Your client-base is like a bucket full of holes. You’re catching customers just to have them leave, probably. Adjust your product to meet customer needs. Fill in the holes in your retention bucket to keep your customers returning to you. Focus on retention over quantity. Better have 500 active users that return to you weekly than 10,000 dead signups. Focus on retention first and growth after. - Create a pain killer, not a vitamin.
Solve a real problem. Don’t create a luxury product that is just a nice to have. Focus on providing a significantly better way to do something than what people have always been doing. - In the beginning, be VERY hands-on.
You can’t expect to offer a product or service and magically watch your business take off. Nothing comes automatically. You have to push — much like a small local business — and mediate all of your business processes. Think of a car with a drained battery: you have to push the car manually first, only then start the engine and move forward. - At some point you’ll have to make a really harsh decision.
If you really want something, you’ll have to give up on other very good things. You’ll have to jump between two cliffs at some point even if that makes you cry. Be ready or quit now. - This is an art, but there is more science involved than you may think.
Percentages, conversions, funnels, numbers. You need to keep track of everything about your product and each step made by each user. Be maniac about metrics. The true art is to balance what the numbers say and doing non-standard things. - Customer feedback is key.

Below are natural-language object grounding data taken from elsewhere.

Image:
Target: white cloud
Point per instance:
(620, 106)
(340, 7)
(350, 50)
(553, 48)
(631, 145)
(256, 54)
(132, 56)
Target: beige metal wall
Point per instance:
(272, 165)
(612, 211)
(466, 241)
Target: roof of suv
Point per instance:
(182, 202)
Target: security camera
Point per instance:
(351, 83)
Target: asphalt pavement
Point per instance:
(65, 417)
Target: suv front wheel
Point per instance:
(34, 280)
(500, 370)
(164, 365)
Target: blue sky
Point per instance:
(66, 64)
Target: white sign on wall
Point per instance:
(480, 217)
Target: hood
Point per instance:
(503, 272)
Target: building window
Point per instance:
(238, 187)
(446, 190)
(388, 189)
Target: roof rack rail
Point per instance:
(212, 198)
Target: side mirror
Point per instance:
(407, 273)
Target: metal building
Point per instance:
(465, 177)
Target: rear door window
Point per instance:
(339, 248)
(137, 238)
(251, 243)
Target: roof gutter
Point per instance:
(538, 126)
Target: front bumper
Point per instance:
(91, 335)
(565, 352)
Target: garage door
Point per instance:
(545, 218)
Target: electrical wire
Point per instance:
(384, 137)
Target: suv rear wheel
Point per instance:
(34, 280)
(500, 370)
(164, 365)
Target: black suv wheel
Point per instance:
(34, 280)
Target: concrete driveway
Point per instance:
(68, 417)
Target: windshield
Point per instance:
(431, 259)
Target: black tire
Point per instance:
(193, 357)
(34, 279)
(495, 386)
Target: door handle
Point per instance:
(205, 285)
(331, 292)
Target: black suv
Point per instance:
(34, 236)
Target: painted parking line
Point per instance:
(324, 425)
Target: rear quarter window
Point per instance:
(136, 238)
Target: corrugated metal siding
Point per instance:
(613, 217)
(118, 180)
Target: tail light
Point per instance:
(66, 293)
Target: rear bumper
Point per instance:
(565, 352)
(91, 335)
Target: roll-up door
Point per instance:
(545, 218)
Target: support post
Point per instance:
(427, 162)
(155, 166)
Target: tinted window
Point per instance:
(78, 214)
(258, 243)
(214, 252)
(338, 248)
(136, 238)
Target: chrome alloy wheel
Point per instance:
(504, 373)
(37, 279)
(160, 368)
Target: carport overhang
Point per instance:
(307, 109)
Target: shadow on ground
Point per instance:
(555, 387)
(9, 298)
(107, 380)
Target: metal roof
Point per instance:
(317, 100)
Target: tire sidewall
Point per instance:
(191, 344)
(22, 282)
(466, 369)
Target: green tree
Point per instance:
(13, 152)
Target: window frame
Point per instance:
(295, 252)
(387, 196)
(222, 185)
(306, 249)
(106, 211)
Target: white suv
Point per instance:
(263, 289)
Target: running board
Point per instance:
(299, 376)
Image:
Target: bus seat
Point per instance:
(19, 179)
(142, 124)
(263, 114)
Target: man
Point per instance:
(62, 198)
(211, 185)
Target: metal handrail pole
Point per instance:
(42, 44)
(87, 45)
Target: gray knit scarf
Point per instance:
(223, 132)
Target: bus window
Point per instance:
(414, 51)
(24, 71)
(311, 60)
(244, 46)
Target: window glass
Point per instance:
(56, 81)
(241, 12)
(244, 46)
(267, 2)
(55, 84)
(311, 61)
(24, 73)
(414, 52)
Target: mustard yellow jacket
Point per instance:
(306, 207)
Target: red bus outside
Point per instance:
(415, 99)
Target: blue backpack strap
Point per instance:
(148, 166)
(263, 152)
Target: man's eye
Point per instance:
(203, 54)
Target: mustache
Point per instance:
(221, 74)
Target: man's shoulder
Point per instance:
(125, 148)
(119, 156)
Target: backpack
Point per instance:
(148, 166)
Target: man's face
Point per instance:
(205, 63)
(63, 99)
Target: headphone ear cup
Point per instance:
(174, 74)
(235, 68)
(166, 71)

Not your opinions.
Validate your riskiest assumptions from the beginning. Find creative ways to test if people are willing to use a feature. Do this before the first line of code is written. Numbers will prove your opinions can be very misleading. - Define your brand framework.
Clearly define what your business is and what your business is not. Why should people use your product instead of the ones they use now? Why should they put their hard-earned money towards your product? Position your business differently than the others on the market. Make yourself stand out. Believe me, storytelling alone can totally change how the public views the value of your product. - Keeping your team motivated is everything.
Anyone will work for 8 hours when you pay them, but what you really should be paying for is excellent work. Add vision, meaning and fun to your workplace, and you’ll get your employee’s blood and sweat. You need to give your employees a reason to sacrifice their time and effort. Without sacrifice, there’s nothing.